Pour Claude Guéant, « toutes les civilisations ne se valent pas »
Rédaction en ligne
dimanche 05 février 2012, 09:51
A trois mois des élections présidentielles en France, le bras droit de Nicolas Sarkozy et ministre de l'Intérieur Claude Guéant a créé la polémique en appelant à « protéger notre civilisation ».
©AFP
Le ministre français de l'Intérieur, Claude Guéant, juge que « toutes les civilisations ne se valent pas » et a appelé à « protéger notre civilisation » dans un discours prononcé samedi à Paris lors d'un colloque organisé par l'association étudiante de droite Uni.
« Contrairement à ce que dit l'idéologie relativiste de gauche, pour nous, toutes les civilisations ne se valent pas », a déclaré le ministre également chargé de l'Immigration, lors d'un colloque organisé à l'Assemblée nationale et fermé à la presse, selon le texte de son discours obtenu par l'AFP.

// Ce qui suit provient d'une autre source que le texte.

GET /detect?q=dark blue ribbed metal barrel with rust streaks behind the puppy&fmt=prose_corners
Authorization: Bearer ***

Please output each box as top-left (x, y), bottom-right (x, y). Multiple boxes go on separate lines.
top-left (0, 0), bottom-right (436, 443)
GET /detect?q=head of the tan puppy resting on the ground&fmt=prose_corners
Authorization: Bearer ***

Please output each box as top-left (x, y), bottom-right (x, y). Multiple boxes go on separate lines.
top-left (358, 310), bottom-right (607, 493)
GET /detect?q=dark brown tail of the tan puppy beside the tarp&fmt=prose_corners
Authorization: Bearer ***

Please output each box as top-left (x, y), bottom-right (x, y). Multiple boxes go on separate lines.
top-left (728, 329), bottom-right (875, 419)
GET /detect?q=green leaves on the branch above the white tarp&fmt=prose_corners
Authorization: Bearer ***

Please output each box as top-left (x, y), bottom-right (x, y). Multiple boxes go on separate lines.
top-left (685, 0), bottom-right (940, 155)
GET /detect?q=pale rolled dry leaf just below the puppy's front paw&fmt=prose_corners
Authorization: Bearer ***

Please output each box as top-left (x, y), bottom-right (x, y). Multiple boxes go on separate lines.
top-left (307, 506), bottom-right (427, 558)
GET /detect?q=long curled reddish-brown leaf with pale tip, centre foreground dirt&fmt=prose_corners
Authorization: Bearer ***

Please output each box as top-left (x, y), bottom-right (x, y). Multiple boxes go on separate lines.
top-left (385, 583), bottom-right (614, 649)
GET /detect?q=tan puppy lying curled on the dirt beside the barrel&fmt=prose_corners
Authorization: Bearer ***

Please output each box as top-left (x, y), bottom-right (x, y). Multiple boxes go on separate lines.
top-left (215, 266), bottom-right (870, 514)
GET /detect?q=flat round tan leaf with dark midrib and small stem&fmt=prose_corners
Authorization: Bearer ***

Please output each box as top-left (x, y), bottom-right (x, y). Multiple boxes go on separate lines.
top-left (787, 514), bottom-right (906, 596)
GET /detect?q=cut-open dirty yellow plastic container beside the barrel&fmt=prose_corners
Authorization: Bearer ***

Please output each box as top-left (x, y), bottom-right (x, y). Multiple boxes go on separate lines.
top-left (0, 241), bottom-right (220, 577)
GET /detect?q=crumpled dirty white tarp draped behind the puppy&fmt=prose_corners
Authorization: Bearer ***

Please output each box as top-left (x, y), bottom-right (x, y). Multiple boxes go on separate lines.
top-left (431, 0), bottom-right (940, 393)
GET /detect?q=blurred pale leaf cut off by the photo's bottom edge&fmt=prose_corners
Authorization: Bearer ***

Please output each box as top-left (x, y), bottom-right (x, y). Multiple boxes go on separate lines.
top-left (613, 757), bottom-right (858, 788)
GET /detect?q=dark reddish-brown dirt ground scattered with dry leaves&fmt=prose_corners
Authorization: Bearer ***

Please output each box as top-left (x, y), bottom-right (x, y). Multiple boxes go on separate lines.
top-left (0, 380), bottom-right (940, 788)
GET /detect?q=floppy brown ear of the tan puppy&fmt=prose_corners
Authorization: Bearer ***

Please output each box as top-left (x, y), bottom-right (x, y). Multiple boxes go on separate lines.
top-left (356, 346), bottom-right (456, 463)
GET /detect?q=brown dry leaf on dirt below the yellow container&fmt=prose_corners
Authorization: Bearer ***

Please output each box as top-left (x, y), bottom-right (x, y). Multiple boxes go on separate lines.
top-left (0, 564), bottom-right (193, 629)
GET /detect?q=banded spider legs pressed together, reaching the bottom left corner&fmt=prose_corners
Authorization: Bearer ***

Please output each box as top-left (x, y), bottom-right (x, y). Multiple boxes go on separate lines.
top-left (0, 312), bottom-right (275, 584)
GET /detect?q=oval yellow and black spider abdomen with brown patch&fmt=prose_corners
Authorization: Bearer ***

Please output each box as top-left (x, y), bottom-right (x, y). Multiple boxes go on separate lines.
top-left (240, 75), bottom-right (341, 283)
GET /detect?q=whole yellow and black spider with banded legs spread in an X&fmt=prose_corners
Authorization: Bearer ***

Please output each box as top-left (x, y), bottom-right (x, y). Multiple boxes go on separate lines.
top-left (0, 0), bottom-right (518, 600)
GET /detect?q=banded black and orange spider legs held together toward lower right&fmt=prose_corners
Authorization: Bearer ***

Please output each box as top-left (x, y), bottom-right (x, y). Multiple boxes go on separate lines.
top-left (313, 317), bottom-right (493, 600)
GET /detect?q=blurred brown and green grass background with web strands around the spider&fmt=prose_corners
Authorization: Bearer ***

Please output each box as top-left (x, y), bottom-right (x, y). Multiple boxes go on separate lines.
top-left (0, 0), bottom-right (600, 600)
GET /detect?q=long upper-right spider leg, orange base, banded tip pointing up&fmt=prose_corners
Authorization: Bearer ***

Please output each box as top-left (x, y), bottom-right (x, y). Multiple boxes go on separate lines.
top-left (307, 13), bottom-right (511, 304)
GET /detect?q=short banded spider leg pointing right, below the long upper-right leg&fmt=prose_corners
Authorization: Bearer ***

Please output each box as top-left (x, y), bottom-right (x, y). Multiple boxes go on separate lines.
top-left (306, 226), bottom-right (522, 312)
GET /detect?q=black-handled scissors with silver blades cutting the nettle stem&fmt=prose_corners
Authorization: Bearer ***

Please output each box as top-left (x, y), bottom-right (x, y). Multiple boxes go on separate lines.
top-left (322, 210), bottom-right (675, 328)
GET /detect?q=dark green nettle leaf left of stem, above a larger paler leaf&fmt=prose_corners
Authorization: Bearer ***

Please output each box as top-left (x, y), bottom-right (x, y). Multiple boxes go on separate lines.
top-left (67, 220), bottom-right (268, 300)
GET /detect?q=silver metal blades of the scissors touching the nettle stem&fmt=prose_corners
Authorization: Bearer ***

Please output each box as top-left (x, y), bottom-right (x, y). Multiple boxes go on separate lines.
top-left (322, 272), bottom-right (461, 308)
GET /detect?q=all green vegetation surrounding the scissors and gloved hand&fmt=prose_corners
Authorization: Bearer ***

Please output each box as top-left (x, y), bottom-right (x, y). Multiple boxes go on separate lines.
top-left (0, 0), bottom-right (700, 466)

« Celles qui défendent l'humanité nous paraissent plus avancées que celles qui la nient », a-t-il argumenté : « celles qui défendent la liberté, l'égalité et la fraternité, nous paraissent supérieures à celles qui acceptent la tyrannie, la minorité des femmes, la haine sociale ou ethnique ». « En tout état de cause, nous devons protéger notre civilisation », a conclu M. Guéant.
Les propos du ministre de l'Intérieur ont suscité un torrent de critiques sur internet, à trois mois de l'élection présidentielle française.
Sur son compte twitter, Harlem Désir, numéro deux du Parti socialiste français, y a vu « la provocation pitoyable d'un ministre réduit à rabatteur de voix du FN. Une majorité en perdition électorale et morale ». Sur le sien, la secrétaire nationale d'Europe Ecologie-Les Verts (EELV), Cécile Duflot, a écrit : « Retour en arrière de 3 siècles. Abject ».
Ce n'est pas la première fois que Claude Guéant crée la polémique avec des discours et des prises de positions proches de ceux du Front National. Il avait notamment déclaré que l'augmentation du nombre de fidèles musulmans posait "problème" ou que les "Français ont parfois l'impression de ne plus se sentir chez eux" du fait d'une "immigration incontrôlée". Cette nouvelle polémique a lieu alors que le Nicolas Sarkozy est donné perdant aux prochaines élections présidentielles par les sondages tandis que le Front National est crédité à environ 20%.